What happened in that Florida courtroom a few days ago is so toxic that I can barely breathe when I think about it. You see, only the black man’s race was on trial. Trayvon’s blackness reverberated in the courtroom while George’s whiteness was protected, allowing many whites and possibly some blacks to believe that race was not an issue. Since whites are simply accepted as the norm and therefore not raced, white people constantly tell us that blacks see race where it doesn’t exist. Those who believe this was not about race must genuinely believe that color-blind justice was served in the acquittal of George Zimmerman for the death of Trayvon Martin. But of course it wasn’t. It’s racism that allowed Zimmerman’s race to be a non-issue; and Martin’s race was the sole reason he was murdered.

Since slavery, blacks have been stripped of our humanity. Arriving in chains, the white imagination was inflamed by images of dark-skinned human beings as sub-human, not much better than beasts; three-fifths of a person. Today, images of blacks as thugs and welfare queens flood the white imagination, consciously and unconsciously. It also floods our imaginations as black people, causing us to doubt ourselves. That’s our black shadow, whispering the lies of white superiority and black inferiority in our own heads. To white people, and even sometimes to black people, our blackness is seen as the problem — not the legacy of slavery (under which we still labor), not racism, not the unjustified, unfair, unacknowledged white fear.
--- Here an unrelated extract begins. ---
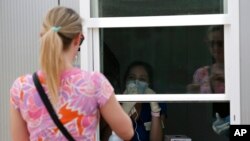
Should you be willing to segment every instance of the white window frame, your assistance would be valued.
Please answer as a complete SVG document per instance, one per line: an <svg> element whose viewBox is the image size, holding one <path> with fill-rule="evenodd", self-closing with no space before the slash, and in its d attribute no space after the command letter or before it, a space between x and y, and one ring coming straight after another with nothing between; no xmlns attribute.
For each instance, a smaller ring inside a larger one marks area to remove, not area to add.
<svg viewBox="0 0 250 141"><path fill-rule="evenodd" d="M95 4L98 0L93 0ZM100 71L99 29L121 27L170 27L224 25L225 94L116 95L119 101L230 102L231 124L240 124L239 0L225 0L224 14L100 17L90 16L90 0L80 1L86 40L81 49L81 68ZM227 5L226 5L227 4ZM96 12L96 11L92 11Z"/></svg>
For this reason, a jury of, one presumes, thoughtful people was able to find a dead black boy guilty of his own murder and could acquit the white man even though, unprovoked, he accosted Martin and pulled the trigger.
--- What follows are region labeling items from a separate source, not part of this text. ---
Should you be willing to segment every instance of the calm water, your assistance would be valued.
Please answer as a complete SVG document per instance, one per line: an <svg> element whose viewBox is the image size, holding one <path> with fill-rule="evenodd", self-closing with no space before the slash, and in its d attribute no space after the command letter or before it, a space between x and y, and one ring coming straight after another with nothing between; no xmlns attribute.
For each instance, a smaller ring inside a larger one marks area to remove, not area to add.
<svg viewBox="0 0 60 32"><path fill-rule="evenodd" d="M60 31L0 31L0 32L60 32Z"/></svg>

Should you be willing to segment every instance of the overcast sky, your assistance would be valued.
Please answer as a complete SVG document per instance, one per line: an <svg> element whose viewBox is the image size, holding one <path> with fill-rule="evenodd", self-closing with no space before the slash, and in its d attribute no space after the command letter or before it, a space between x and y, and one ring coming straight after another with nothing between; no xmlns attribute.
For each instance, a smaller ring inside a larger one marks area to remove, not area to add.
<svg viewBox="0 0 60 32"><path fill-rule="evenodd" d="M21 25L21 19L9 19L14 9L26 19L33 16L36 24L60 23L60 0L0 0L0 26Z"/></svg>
One of the more heartbreaking moments of the trial occurred when defense attorney Marc O’Mara asked Trayvon’s mother, Sybrina Fulton, to agree that her son had caused his own death. The acquittal of George Zimmerman stands as more evidence of how our own society devalues and disregards us simply because of the color of our skin. O’Mara was asking the murdered boy’s mother to agree that Trayvon was guilty of being black and therefore deserved to be gunned down in ‘self-defense.” I was sickened.

What this verdict does not only to the Martin family, but to all of us who yearn for justice and fairness and kindness in our country, is evoke the deepest disappointment, bitterness and anger. I have to watch my own black shadow carefully now and monitor the doubts that whisper through my mind, doubts that are shaped by the internalization of slavery’s messages. “Trayvon shouldn’t have worn that hoodie. What was he thinking? He should have known better.”

The black shadow is loud in our minds right now, trying to rope us back into our own self-doubts and shame. I refuse to allow my Black Shadow to blame the victim. I reject the lie of black inferiority, the Willie Lynch lie that blacks are dangerous beasts who deserve to be put down when they cross their white “betters.”

I am so grateful to Trayvon’s parents, Tracy Martin and Sabrina Fulton, who are not distracted by the lie that their beloved child caused his own death. Like them, I will try not to be distracted by the “Not Guilty” verdict of the armed, white, vigilante who was responsible for this senseless death. They are remembering their son as the bright blessing that he was, and they are not going to let anyone or anything change what they know to be true. We have to do the same, and not just when it comes to the tragedy of this young man, but in the face of the daily tragedies of racism confronting all of our young men and women, and when we remember the struggles of our ancestors, and when we face our own black shadows.

When mainstream, white society agrees that we should all blame the victim, it has the effect of sapping our energy. That is a problem for us, because it takes massive amounts of energy to stand up to injustice and resist the lies about black inferiority. The antidote is to work together, to strengthen our resolve to achieve equality for all, regardless of race, ethnicity, class, gender, sexual orientation, religion, age and ability. There can be no greater justice for Trayvon Martin than to help make Dr. Martin Luther King, Jr.’s dream a reality: justice, kindness and equal opportunity for all. As he reminded us, “Injustice anywhere is a threat to justice everywhere.”